The questions-not-asked include asking about the basis for student B's actions. As @BenBitdiddle comments after his answer, perhaps student B was "advised" to ask the most famous professor, etc.
My blanket reaction to this is that this advice should not have come from any professionally competent "advisor", but probably from peers, or peer-based information. Abstractly, there's certainly nothing wrong with getting the opinions of one's friends and peers. However, it is exactly in such situations that the critical weakness in asking people who don't know much about a given thing is instantiated. How to know that this would be a problem? Difficult, for many understandable reasons, but that does not resolve the issue!
That is, younger people would benefit from appreciating the palpable fact that important decisions affecting their lives are made by people (often older) who need not share their viewpoint, nor their same-age friends' viewpoint.
While it is true that some people who "have power" abuse it, this is not a universal, and it is not wise to postulate that all experienced/older people are oppressive or selfish. Genuine experience, as opposed to conjecture, is hard to replace. Thus, ideally, letter-of-recommendation writers are sufficiently experienced to have been through (and succeeded in) the endeavor for which they're writing a letter. Perhaps also experience (and successful in) appraising the likely future success of people in those endeavors. From this comes the value of letters of recommendation.
Yes, unfortunately, even a pretty-darn-good performance in a routine course doesn't give a letter writer much to work with. Many people hit that mark, etc.
What's a student to do who has trashed all those bridges, before they realized that it'd matter? Probably spend extra time proving exactly that they'd caught on, and have moved to a different plateau. But there'd need to be tangible evidence, not just a promise.
So, in effect, "tell your friends not to hope for letters from faculty in whose courses they'd done badly"... And, if people discover themselves in the position that there's no alternative, then they need to get as close to a "do-over" as they can, because otherwise they've sealed their own fate, in any conventional avenue.
Yes, it is indeed unfortunate that this "appraisal" period comes during a period of peoples' lives where many things are in turmoil...

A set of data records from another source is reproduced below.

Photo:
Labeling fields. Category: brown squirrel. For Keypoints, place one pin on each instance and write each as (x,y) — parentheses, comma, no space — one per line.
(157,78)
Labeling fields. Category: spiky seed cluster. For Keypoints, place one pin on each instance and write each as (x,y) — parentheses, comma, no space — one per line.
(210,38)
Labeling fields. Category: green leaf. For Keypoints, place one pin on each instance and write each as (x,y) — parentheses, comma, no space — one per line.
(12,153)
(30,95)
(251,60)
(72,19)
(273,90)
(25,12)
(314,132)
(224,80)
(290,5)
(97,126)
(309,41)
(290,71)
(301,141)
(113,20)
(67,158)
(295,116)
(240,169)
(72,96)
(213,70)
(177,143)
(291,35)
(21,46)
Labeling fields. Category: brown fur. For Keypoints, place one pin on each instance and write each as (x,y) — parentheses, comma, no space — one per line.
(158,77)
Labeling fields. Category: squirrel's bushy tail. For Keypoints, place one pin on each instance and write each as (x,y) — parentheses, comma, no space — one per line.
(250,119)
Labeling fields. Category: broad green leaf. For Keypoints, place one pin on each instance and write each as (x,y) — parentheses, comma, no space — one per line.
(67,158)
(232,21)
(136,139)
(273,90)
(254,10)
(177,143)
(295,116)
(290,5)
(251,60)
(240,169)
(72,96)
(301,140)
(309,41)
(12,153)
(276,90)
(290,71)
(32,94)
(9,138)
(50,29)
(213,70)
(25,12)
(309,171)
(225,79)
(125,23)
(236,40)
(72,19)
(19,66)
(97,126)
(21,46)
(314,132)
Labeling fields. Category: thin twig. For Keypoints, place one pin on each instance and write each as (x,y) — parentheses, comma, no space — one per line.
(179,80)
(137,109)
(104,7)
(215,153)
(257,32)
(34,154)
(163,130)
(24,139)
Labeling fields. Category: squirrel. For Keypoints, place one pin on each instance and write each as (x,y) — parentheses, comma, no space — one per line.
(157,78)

So, again, people who become aware of this mechanism should "tell their friends" to work hard to avoid finding themselves in such a situation. If one does, then it is almost surely better to allocate considerable time to repair the damage, rather than somehow "fake it" and limp along with fatally bad letters of recommendation.
By the way, part of the "currency" that faculty have to spend (or not) is their word/reputation, so they are very, very hesitant to blow it on bogus not-so-bad recommendations. Faculty who'll give glowing recommendations to nearly anyone will have debased that currency to an extent that it is nearly worthless... so you'd not gain from a letter from them anyway.